Bruce Bawer on the Peace Racket
Bawer is the author of "While Europe Slept" - essential reading on the problems facing Europe from radical islam. In this article, he looks at anti-west, anti-capitalist programs masquerading as 'peace studies."
The people running today’s peace studies programs give a good idea of the movement’s illiberal, anti-American inclinations. The director of Purdue’s program is coeditor of Marxism Today, a collection of essays extolling socialism; Brandeis’s peace studies chairman has justified suicide bombings; the program director at the University of Missouri authorized a mass e-mail urging students and faculty to boycott classes to protest the Iraq invasion; and the University of Maine’s program director believes that “humans have been out of balance for centuries” and that “a unique opportunity of this new century is to engage in the creation of balance and harmony between yin and yang, masculine and feminine energies.” (Such New Age babble often mixes with the Marxism in peace studies jargon.)

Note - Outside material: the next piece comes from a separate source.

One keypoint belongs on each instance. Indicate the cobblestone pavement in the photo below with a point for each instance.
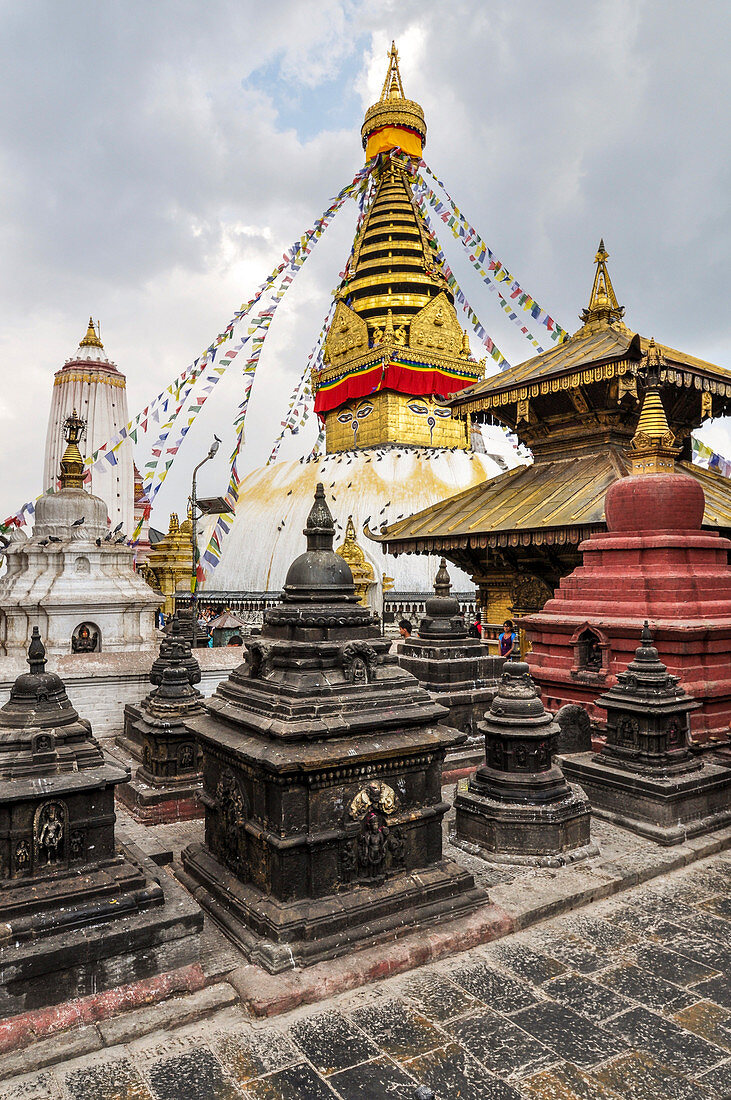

What these people teach remains faithful to Galtung’s anti-Western inspiration. First and foremost, they emphasize that the world’s great evil is capitalism—because it leads to imperialism, which in turn leads to war. The account of capitalism in David Barash and Charles Webel’s widely used 2002 textbook Peace and Conflict Studies leans heavily on Lenin, who “maintained that only revolution—not reform—could undo capitalism’s tendency toward imperialism and thence to war,” and on Galtung, who helpfully revised Lenin’s theories to account for America’s “indirect” imperialism. Students acquire a zero-sum picture of the world economy: if some countries and people are poor, it’s because others are rich. They’re taught that American wealth derives entirely from exploitation and that Americans, accordingly, are responsible for world poverty.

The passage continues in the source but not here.